O sucedido é que , tendo algumas dificuldades no que toca aos rebatimentos, vim ver o seu site, e gostei bastante . Já resolvi alguns exercícios aqui propostos e tem me ajudado imenso! Recomendei a imensos amigos meus e agora estamos todos entusiasmados com a Geometria Descritiva.
O ano lectivo anterior, correu bastante bem . Terminei Geometria com 17 valores de nota e, agora no 11º ano, gostaria de manter ou elevar a minha nota... Vamos a ver como corre !
Muito obrigada, e um resto de boa semana .

Beatriz.

Vera Viana disse...

Olá, Beatriz e antes de mais, obrigada, tanto pela sua visita como pelo seu comentário.

De facto, e como tem reparado, os Métodos Geométricos Auxiliares aplicados aos planos oblíquo, de rampa e passante são ligeiramente mais complexos do que os que deu durante o ano anterior, mas isso não quer dizer que tenha que sentir dificuldades com esta matéria... A sua Professora fez bem em ensinar os vários métodos possíveis e em deixar-vos optar pelo mais indicado, mas nada há que a proiba de escolher um deles e de o aplicar sempre que quiser. Convém conhecer os outros, claro, mas não creio ser imprescindível saber integralmente todos os métodos. Escolha um deles e aprenda-o bem, de modo a saber rebater o plano em causa por esse método, tanto sobre o PHP como sobre o PFP, até porque, em alguns casos (mesmo em exercícios de exame), convirá rebater preferencialmente sobre um dos plano de projecção em detrimento do outro (por exemplo, por o exercício não caber na folha).

Obrigada pela recomendação do meu site, e espero que aqui (www.veraviana.net/mapa.html) encontre muitas oportunidades de aplicação/compreensão da matéria da disciplina.
Espero que este ano a disciplina lhe corra sempre bem.
Bom trabalho

Rafael Sarzedas disse...

Ola, mesmo lendo a sua explicação, fiquem sem saber como resolver um exercicio que tenho para tpc, que consiste em encontrar a V.G. de um triângulo, sabendo apenas a sua projecção frontal, que está acente num plano de rampa.

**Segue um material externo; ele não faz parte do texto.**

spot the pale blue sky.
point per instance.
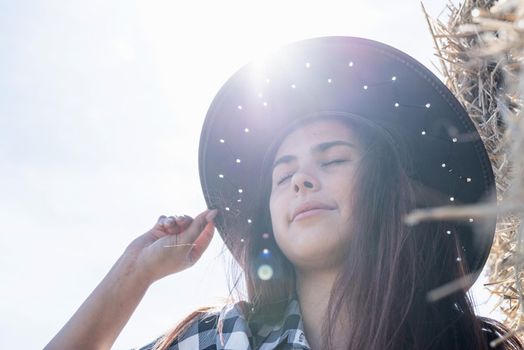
(101, 105)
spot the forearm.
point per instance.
(100, 319)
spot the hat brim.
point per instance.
(362, 77)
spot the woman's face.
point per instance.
(310, 203)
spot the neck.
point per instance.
(314, 290)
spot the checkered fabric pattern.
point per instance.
(237, 334)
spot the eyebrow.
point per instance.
(321, 147)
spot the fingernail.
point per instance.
(183, 219)
(211, 215)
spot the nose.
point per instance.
(303, 182)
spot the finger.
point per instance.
(195, 228)
(202, 242)
(183, 222)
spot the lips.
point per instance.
(310, 206)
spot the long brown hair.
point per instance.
(390, 267)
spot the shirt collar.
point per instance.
(290, 331)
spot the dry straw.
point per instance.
(480, 47)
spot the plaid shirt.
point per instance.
(238, 335)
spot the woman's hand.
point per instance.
(172, 245)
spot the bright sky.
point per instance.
(101, 105)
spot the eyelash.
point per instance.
(336, 161)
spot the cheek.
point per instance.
(277, 210)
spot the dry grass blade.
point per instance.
(481, 50)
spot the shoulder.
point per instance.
(203, 329)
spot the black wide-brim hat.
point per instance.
(356, 76)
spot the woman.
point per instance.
(312, 162)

Tenho de usar para resolver o exercício o processo do triângulo do rebatimento, será que me pode ajudar? Obrigado

vera viana disse...

Olá, Rafael.
Pelo que percebi, conhece a projecção frontal dos três vértices do triângulo, que sabe estar assente num plano de rampa, certo?
Conhece também a projecção horizontal dos vértices ou pelo menos o traço horizontal do plano?
Se conhecer as projecções dos vértices, desenhe (pelo menos) uma recta oblíqua a partir de dois deles e defina depois os traços do plano, paralelos ao eixo x.
Se só conhecer o traço horizontal do plano, bastará desenhar (pelo menos) a projecção frontal de uma recta oblíqua, a partir da projecção frontal dos vértices e determinar o seu traço horizontal (que pertencerá, necessariamente, ao traço horizontal do plano, paralelo ao eixo x).
Desenhando a projecção horizontal das rectas que contêm os vértices, definirá a projecção horizontal dos vértices. A seguir, basta rebater o plano sobre o PFP ou PHP pelo triângulo do rebatimento, por exemplo, e determinar a verdadeira grandeza da figura.
Espero ter conseguido responder á sua questão.

Rafael Sarzedas disse...

Muito obrigado pela explicação! Antes de a ver ja tinha corrigido o exercicio, e uma das resoluções que usámos na aula corresponde a sua explicação. Mais uma vez obrigado e continuação de um bom trabalho.

vera viana disse...

Obrigada, Rafael.
Continuação de bom trabalho e boa sorte para o exame (e para o resto).